Onderwerp: Bezoek-historie

RSJ 12/2394/TB - tussenbeslissing, 11 december 2012, beroep
Uitspraakdatum:11-12-2012

Dit onderwerp bevat de volgende rubrieken.

Uitspraak

nummer: 12/2394/TB - tussenbeslissing

betreft: [klager] datum: 11 december 2012

De beroepscommissie als bedoeld in artikel 69 van de Beginselenwet verpleging ter beschikking gestelden (Bvt) heeft kennisgenomen van een bij het secretariaat van de Raad ingekomen beroepschrift, ingediend door mr. H.S.K. Jap-A-Joe, namens

[...], verder te noemen klager,

gericht tegen een beslissing van 20 juli 2012 van de Staatssecretaris van Veiligheid en Justitie, verder te noemen de Staatssecretaris,

alsmede van de overige stukken, waaronder de bestreden beslissing.

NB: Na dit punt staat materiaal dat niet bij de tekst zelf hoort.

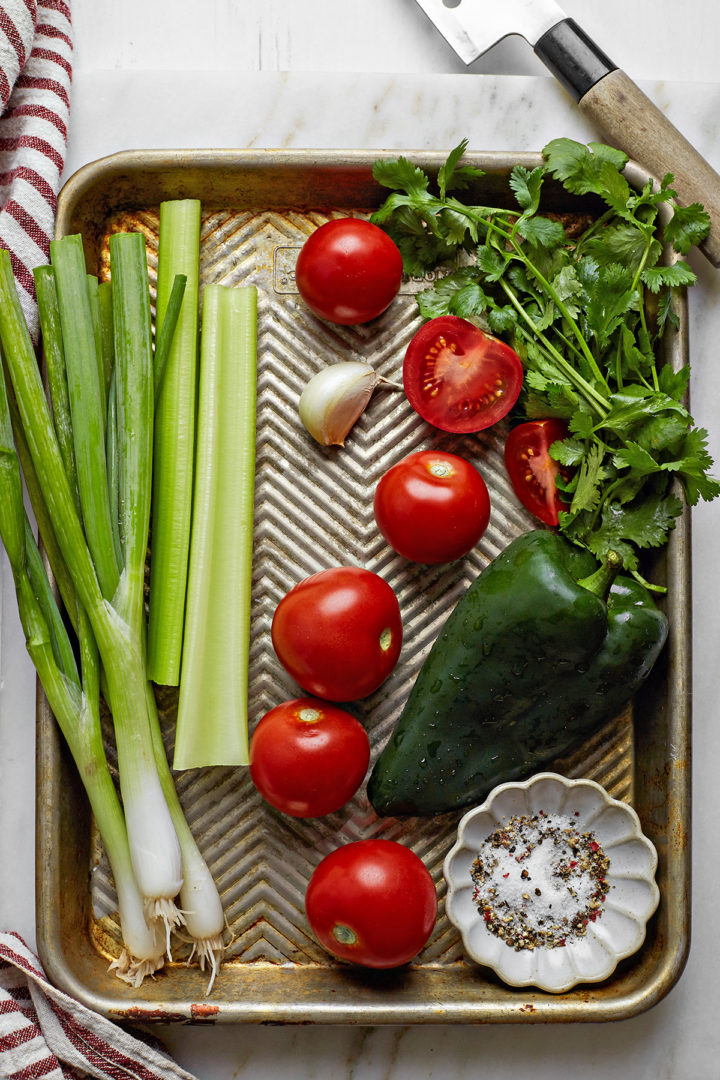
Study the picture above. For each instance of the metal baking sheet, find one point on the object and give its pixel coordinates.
(313, 510)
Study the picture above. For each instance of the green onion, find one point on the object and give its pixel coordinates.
(152, 839)
(75, 706)
(86, 404)
(212, 725)
(176, 379)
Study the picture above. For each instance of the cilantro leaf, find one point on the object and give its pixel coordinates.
(585, 304)
(689, 226)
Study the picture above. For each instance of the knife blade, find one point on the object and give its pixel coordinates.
(625, 116)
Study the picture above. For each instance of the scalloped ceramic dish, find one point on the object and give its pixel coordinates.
(615, 930)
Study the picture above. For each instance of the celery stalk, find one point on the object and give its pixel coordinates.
(165, 334)
(174, 442)
(107, 337)
(212, 725)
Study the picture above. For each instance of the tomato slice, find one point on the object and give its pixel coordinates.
(532, 471)
(459, 378)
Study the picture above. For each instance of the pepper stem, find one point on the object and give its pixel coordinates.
(600, 581)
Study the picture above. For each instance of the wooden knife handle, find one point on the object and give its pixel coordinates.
(632, 122)
(629, 120)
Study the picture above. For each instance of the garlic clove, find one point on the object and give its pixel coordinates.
(335, 399)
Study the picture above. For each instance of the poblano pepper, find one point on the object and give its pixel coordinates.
(539, 652)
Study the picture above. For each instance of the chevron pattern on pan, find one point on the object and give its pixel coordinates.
(313, 509)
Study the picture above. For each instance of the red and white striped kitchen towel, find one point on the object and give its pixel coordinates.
(45, 1034)
(36, 55)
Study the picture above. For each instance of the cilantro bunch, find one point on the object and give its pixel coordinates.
(586, 310)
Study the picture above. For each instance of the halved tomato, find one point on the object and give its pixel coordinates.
(532, 471)
(459, 378)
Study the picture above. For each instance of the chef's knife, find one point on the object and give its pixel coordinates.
(626, 117)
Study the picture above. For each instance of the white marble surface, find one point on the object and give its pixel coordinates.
(321, 73)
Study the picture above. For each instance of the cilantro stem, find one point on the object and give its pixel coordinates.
(588, 391)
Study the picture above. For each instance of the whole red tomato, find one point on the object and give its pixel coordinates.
(308, 757)
(532, 471)
(372, 903)
(459, 378)
(339, 633)
(432, 507)
(349, 270)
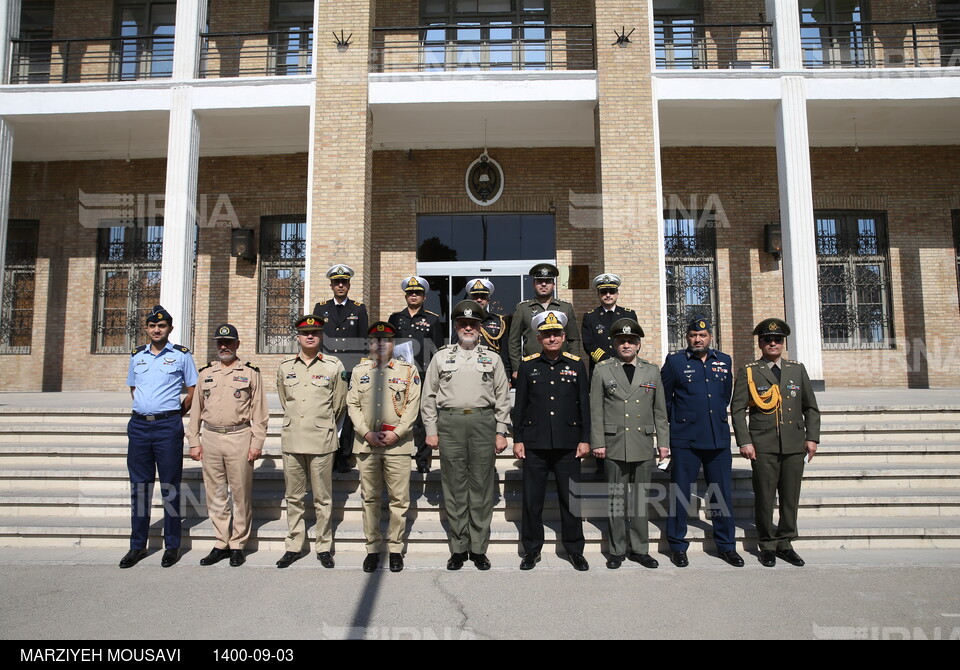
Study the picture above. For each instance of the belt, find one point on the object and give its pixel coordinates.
(225, 429)
(154, 417)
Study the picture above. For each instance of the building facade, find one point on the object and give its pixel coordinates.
(795, 158)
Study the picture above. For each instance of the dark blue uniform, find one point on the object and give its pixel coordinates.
(697, 394)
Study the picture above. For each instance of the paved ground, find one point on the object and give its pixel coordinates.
(82, 595)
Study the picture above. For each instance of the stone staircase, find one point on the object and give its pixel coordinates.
(885, 477)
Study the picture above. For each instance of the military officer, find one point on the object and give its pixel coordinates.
(232, 413)
(551, 431)
(384, 402)
(697, 384)
(596, 324)
(313, 392)
(157, 374)
(415, 327)
(523, 338)
(782, 433)
(628, 409)
(466, 410)
(495, 328)
(345, 325)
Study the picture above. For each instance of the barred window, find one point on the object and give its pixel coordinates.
(690, 245)
(854, 279)
(19, 280)
(128, 283)
(283, 247)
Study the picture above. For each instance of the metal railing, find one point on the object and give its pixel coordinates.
(715, 46)
(128, 58)
(445, 47)
(890, 44)
(257, 54)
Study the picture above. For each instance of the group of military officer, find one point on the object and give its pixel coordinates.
(396, 403)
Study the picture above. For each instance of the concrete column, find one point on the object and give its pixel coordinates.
(191, 18)
(179, 215)
(785, 16)
(801, 292)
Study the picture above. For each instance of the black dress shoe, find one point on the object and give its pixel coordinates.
(646, 560)
(371, 562)
(288, 558)
(215, 556)
(480, 560)
(732, 557)
(530, 560)
(132, 557)
(396, 562)
(791, 557)
(170, 557)
(456, 561)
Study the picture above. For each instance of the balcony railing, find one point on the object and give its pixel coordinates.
(889, 44)
(447, 47)
(260, 54)
(714, 46)
(42, 61)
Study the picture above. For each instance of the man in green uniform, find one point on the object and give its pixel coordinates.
(781, 435)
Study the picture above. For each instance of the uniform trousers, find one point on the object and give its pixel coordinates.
(537, 465)
(298, 469)
(155, 447)
(684, 469)
(226, 471)
(467, 457)
(376, 469)
(628, 484)
(777, 475)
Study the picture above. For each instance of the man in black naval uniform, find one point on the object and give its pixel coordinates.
(551, 432)
(345, 328)
(418, 325)
(523, 337)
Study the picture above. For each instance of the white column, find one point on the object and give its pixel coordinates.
(785, 16)
(191, 19)
(179, 215)
(801, 292)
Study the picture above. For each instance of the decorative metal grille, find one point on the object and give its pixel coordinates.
(283, 248)
(854, 280)
(690, 245)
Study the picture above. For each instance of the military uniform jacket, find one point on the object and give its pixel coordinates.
(800, 419)
(523, 338)
(313, 395)
(697, 394)
(389, 395)
(596, 324)
(552, 408)
(230, 396)
(626, 416)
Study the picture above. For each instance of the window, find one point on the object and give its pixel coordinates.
(19, 280)
(128, 283)
(854, 280)
(283, 247)
(690, 246)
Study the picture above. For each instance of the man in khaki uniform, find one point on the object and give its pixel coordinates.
(628, 409)
(466, 409)
(231, 411)
(313, 392)
(384, 401)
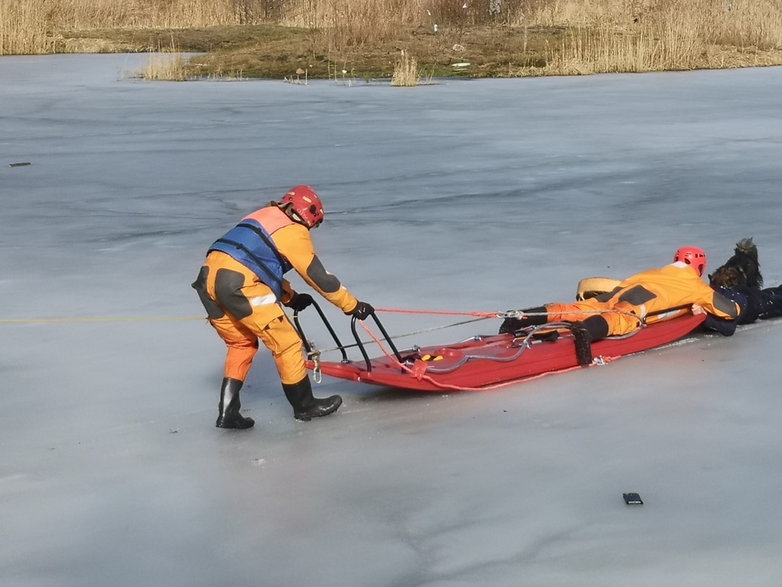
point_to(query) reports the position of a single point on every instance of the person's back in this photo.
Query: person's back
(649, 296)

Ter zitting van de beroepscommissie van 8 november 2012, gehouden in de penitentiaire inrichtingen (p.i.) Amsterdam Over-Amstel, zijn gehoord klager, bijgestaan door zijn raadsvrouw mr. H.S.K. Jap-A-Joe, en namens de Staatssecretaris [...], werkzaam
bij
de Dienst Justitiële Inrichtingen van het ministerie van Veiligheid en Justitie.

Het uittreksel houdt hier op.